General information
- Location: Whitwell, Derbyshire, England
- Coordinates: 53°17′12″N 1°12′45″W﻿ / ﻿53.2866°N 1.2124°W
- Ordnance Survey: SK5260976914
- Year built: early 17th-century

Listed Building – Grade II*
- Official name: Whitwell Hall
- Designated: 19 November 1951
- Reference no.: 1055849

= Whitwell Old Hall =

Whitwell Old Hall is an early 17th-century manor house at Whitwell, Derbyshire. It is a Grade II* listed building.

== History ==
The manor of Whitwell was purchased in the 16th century by Sir John Manners of Haddon Hall (second son of Thomas Manners, 1st Earl of Rutland). He was High Sheriff of Derbyshire in 1585 and rebuilt the old manor house. The garden front of two storeys has seven irregular bays and three gables.
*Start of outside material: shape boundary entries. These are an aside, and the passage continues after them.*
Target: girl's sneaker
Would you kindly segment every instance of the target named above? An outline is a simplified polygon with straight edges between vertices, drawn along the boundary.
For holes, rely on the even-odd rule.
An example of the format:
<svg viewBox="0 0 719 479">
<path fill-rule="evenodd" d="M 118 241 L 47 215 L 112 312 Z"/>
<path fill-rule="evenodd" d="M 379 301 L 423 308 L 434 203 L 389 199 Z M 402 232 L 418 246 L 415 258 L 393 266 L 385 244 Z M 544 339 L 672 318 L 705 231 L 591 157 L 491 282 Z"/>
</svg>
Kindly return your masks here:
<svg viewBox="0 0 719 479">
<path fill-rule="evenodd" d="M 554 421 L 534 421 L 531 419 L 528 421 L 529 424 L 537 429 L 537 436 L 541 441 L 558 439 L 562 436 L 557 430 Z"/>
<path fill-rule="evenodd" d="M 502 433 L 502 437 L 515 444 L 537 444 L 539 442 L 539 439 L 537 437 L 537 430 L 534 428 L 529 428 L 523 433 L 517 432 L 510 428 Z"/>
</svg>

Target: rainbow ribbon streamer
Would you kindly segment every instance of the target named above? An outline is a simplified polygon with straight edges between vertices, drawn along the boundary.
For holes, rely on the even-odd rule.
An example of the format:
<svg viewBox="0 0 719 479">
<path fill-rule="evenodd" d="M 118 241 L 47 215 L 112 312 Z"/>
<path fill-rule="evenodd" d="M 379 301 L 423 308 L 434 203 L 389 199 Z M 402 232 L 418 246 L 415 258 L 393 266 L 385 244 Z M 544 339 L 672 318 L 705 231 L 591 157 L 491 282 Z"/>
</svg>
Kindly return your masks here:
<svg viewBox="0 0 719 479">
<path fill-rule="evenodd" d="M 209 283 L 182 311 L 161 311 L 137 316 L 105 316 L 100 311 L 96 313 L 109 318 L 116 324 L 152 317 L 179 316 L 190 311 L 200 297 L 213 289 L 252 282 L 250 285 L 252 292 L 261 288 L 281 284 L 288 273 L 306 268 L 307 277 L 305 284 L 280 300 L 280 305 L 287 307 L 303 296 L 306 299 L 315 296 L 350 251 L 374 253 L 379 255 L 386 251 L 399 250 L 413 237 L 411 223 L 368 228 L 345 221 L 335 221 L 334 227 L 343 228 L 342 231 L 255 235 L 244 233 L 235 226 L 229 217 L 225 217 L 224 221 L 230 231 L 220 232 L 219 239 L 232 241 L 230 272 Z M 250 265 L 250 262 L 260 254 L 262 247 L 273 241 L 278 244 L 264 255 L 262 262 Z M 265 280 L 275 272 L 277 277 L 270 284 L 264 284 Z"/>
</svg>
Although extended and altered in later centuries the house retains much of its 17th-century appearance.

Sir Roger Manners (High Sheriff in 1618) died about 1650 although the house remained in the ownership of the Manners family of Haddon (who in the 18th century inherited the Rutland Earldom) until 1813 when it was sold by exchange to the Duke of Portland.

In the 19th century the house served as the local National School.